Adverse reactions are classified according to frequency of occurrence as follows:

Very common (≥ 1/10)

Common (≥ 1/100 — < 1/10)

Uncommon (≥ 1/1000 — < 1/100)

Rare (≥ 1/10000 — < 1/1000)

Very rare (< 1/10000)

Not known (cannot be estimated from available data)

From the immune system

Unknown: hypersensitivity

From the endocrine system

Frequent: hyperthyroidism

From the cardiac system

Very common: tachycardia

Frequent: tachycardia

Unknown: arrhythmia, angina pectoris

From the skin and subcutaneous tissue

Unknown: angioneurotic edema, rash, urticaria, hyperhidrosis

Psychiatric disorders

Very common: insomnia

Frequent: nervousness

Unknown: inner restlessness

From the musculoskeletal and connective tissue

Unknown: muscle weakness, muscle cramps, osteoporosis due to suppressive doses of levothyroxine, especially in postmenopausal women, predominantly during long-term treatment

From the vascular system

Unknown: sensation of warmth, collapse (acute circulatory failure) in premature infants with very low birth weight (see section «Special precautions for use»)
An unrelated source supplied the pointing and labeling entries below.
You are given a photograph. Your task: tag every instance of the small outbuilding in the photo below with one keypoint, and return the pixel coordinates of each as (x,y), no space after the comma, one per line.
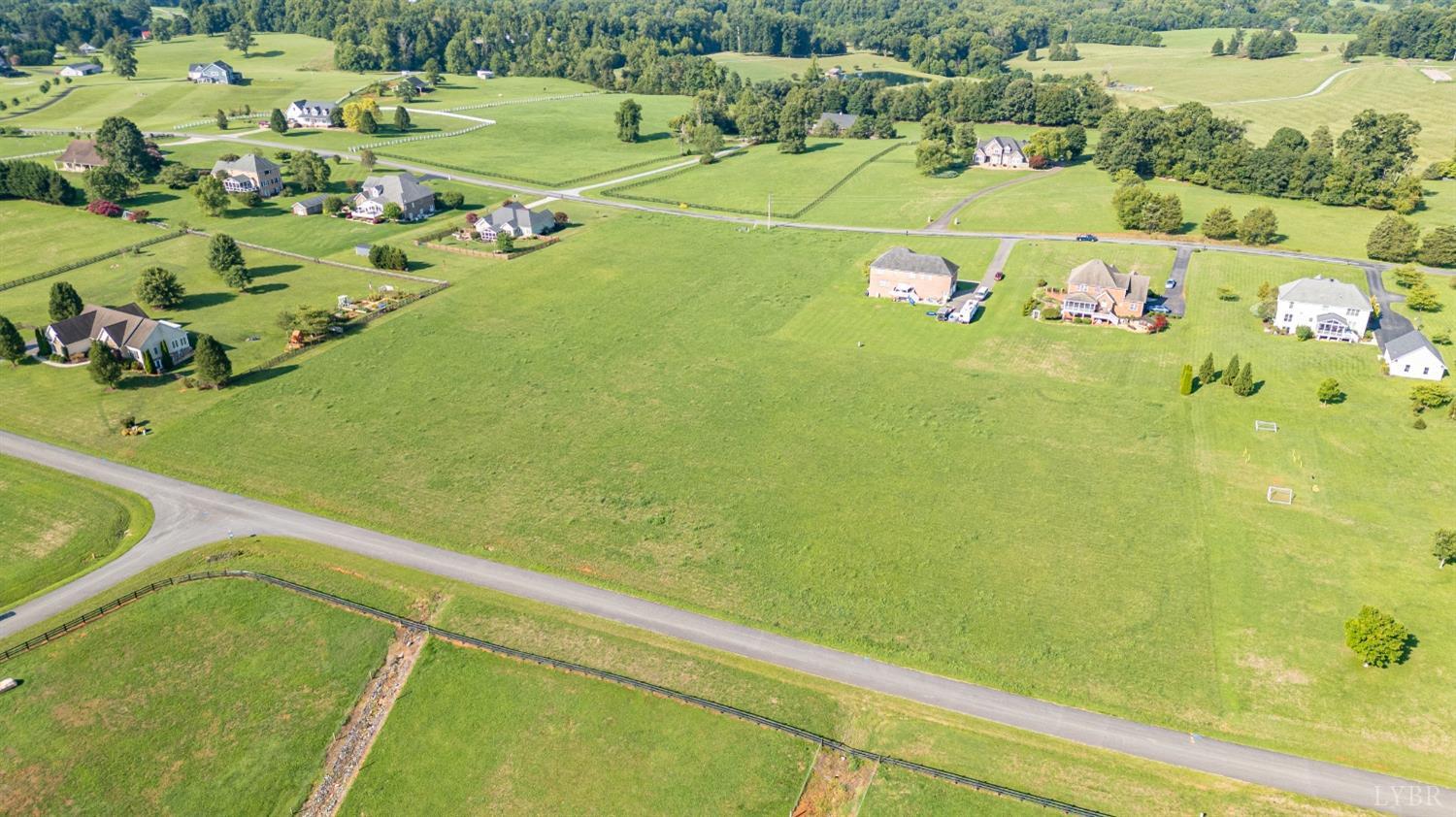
(905,276)
(1414,355)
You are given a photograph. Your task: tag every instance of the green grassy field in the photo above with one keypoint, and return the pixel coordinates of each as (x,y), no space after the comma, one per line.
(213,698)
(37,236)
(1101,779)
(553,143)
(711,372)
(281,67)
(623,752)
(54,526)
(759,67)
(210,306)
(1260,90)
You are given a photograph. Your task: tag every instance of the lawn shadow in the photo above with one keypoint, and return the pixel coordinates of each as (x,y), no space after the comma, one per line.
(274,270)
(253,377)
(203,300)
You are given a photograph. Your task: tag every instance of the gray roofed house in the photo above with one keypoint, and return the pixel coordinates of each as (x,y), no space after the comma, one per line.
(1414,355)
(1333,310)
(906,276)
(81,154)
(841,121)
(311,206)
(1103,293)
(415,200)
(515,220)
(213,73)
(79,70)
(249,174)
(124,329)
(1001,151)
(311,114)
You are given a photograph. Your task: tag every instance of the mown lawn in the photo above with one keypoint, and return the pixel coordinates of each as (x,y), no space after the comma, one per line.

From the reproductive system and breast

Unknown: menstrual disorders

From the gastrointestinal tract

Unknown: diarrhea, vomiting, nausea

Results of additional diagnostic tests

Unknown: weight loss

From the nervous system

Very common: headache

Rare: pseudotumor cerebri (mainly in children)

Unknown: tremor

General disorders and administration site reactions

Unknown: heat intolerance, fever

Reporting suspected adverse reactions.

Reporting of suspected adverse reactions after drug registration is important. It allows continuous monitoring of the benefit-risk balance of the medicinal product. Healthcare and pharmacy professionals, as well as patients or their legal representatives, should report all suspected adverse reactions and

lack of efficacy of the medicinal product via the Automated Pharmacovigilance Information System at the following link: https://aisf.dec.gov.ua.

Shelf life.

3 years. Do not use the medicinal product after the expiry date stated on the packaging.

Storage conditions.

Store at a temperature not exceeding 30 °C. Keep in the original blister packaging to protect from light. Keep the medicinal product out of the reach of children.

Packaging.

Blister pack of 25 tablets; 1, 2, or 4 blisters per cardboard box.

Prescription category.

Prescription only.

Manufacturer.

BERLIN-CHEMIE AG

Manufacturer's location and address of place of business.

Glienicker Weg 125, 12489 Berlin, Germany.